Mass. shield law proposed

Lawyer and journalist Robert J. Ambrogi, who writes the Media Law blog, has passed along the full text of a proposed Massachusetts shield law filed last week by state Senate president Robert Travaglini. I’ve uploaded the text as a PDF file; click here.

Ambrogi, who helped draft the proposed law, writes:

The bill is broad in its definition of who it covers, in order to include bloggers and freelance reporters. It defines coverage to include any person who “engages in the gathering of news or information” and “has the intent, at the beginning of the process of gathering news or information, to disseminate the news or information to the public.”

As I’ve argued before, this is the correct approach, as it protects journalism rather than journalists.
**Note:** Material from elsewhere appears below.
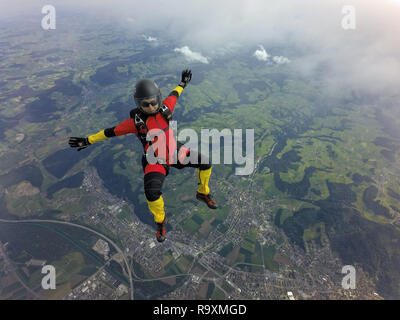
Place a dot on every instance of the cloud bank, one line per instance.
(366, 59)
(191, 56)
If a blogger is engaged in journalism, she or he ought to have just as much protection as a staff reporter for a large news organization.

The proposed law would protect journalists from having to give up their confidential sources, notes, unused video and other materials they amassed in the course of doing their jobs. But the bill is also sensitive to the fact that the courts have never recognized a constitutional right for reporters not to testify in a legal proceeding. In addition to an exception for terrorism investigations, the bill lays out this balancing test that a judge would have to use before compelling a journalist to testify:

(1) the news or information is critical and necessary to the resolution of a significant legal issue before an entity of the judicial, legislative, or executive branch of the Commonwealth that has the power to issue a subpoena;

(2) the news or information could not be obtained by any alternative means; and

(3) there is an overriding public interest in the disclosure.

This is precisely the balancing test proposed by Justice Potter Stewart in the U.S. Supreme Court’s Branzburg v. Hayes decision in 1972. And it certainly ought to allay any concerns that a shield law would give the media too much power. For example, if the federal government had such a law in place, there’s little doubt that Judith Miller, Matthew Cooper, et al. still would have been compelled to testify.

At a moment when journalists behaving badly is a recurring theme, this is not an auspicious moment to be pushing for increased protections for newsgathering. Nevertheless, more than 30 states have some type of shield law on the books. It’s time for Massachusetts to join those ranks.